Blinded By The Light

Blinded by the Light film review
Viveik Kalra in Blinded By The Light

I’m a huge Bruce fan. Have been ever since I unlocked the truth of “Born in the USA” as the anthem enjoyed its heavy AOR rotation on Philly FM. Much like Gen-X outcast Javed, the Boss spoke to me. Still does. I purchased his autobiography on Audible for the sole purpose of hearing Bruce speak directly through my ear buds. Everyone has a hungry heart. Everyone dreams of taking a wrong turn and to just keep going. Javed’s heart, hungrier than mine perhaps, took Springsteen’s words as gospel. Blinded By The Light is his pulpit.

The premise for the film is simple, heart-warming, and fun. Javed is a Pakistani immigrant living in a nowheresville English suburb during Maggie Thatcher’s reign. Unemployment’s at an all-time high. Anti-foreigner movements rage from waves of white. Javed wants to change his clothes, his hair, his face when the magic of Bruce Springsteen touches this young lad transforming his black-and-white Kansas to a Technicolor Oz. The songs are more than inspiring; they are an escape. And that’s what director Gurinder Chadha presents: celluloid dreams that present the world as a better place. She did similarly with Bend it Like Beckham, another wish-fulfillment piece featuring a fish-outta-water tale.

Blinded By The Light regrettably falls off course becoming lop-sided at best, with the music of the Boss saving the show.

Adapted from the book Greetings from Bury Park by Sarfraz Manzoor, Chadha beautifully builds Javed’s hometown world. The darkness at the edge of town that all teens feel, especially during the Gen-X eighties, especially for immigrant teens who are inherently set apart from their English mates. Javed is a writer and yearns for his creativity to hop onto the ever-present M1 to take root in London. But fates, and an old-world parent, are unmoving Jersey barrier. Baby, tramps like him ain’t born to run. That is until the charm of the Garden State makes its way into Javed’s Walkman. Javed takes Bruce’s words to heart and they give him spine.

Why then does the rest of the film slam the screen door on its rightful magic?
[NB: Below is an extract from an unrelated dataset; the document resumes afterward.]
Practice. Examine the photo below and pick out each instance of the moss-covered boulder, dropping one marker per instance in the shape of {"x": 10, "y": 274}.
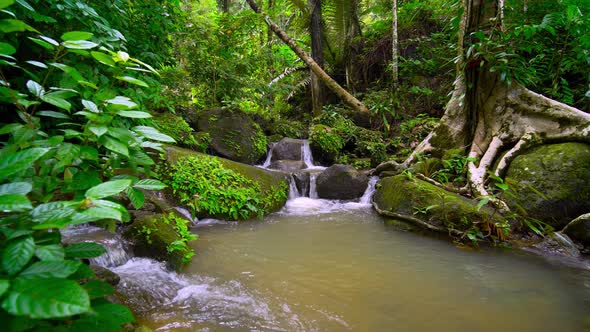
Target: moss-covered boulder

Once Javed starts dancing in the dark, the film’s call-to-arms dies away and becomes Sunday matinee fluff. He gets the girl. He becomes Hayley Atwell’s star pupil. He rocks the street ala Ferris Bueller. Max Weinberg’s rhythm is beat. The Big Man’s sax solo is played. There will be no encore. But this film rightfully deserves one. Instead, much like Javed, the film stumbles with finding an identity rolling between a political statement, a musical, or a coming of age story, resting on none.

Viveik Kalra plays the title role with spot-on sincerity and wide-eyed stardom. He is believable, and likable, and kindles the passion that burns within all Springsteen fans  regardless of age, gender, and nationality. The film is successful in showing that Bruce’s music adheres to no borders yet gets all Disney friendly with relationship resolution.

Blinded By The Light preaches the Gospel According to Bruce in a typical Hollywood fashion. The believers may nod with righteous hallelujahs while praying the uninitiated turn from their heathen ways. The Holy Land might be in Freehold but truly exists in speakers and ear buds belonging to us all.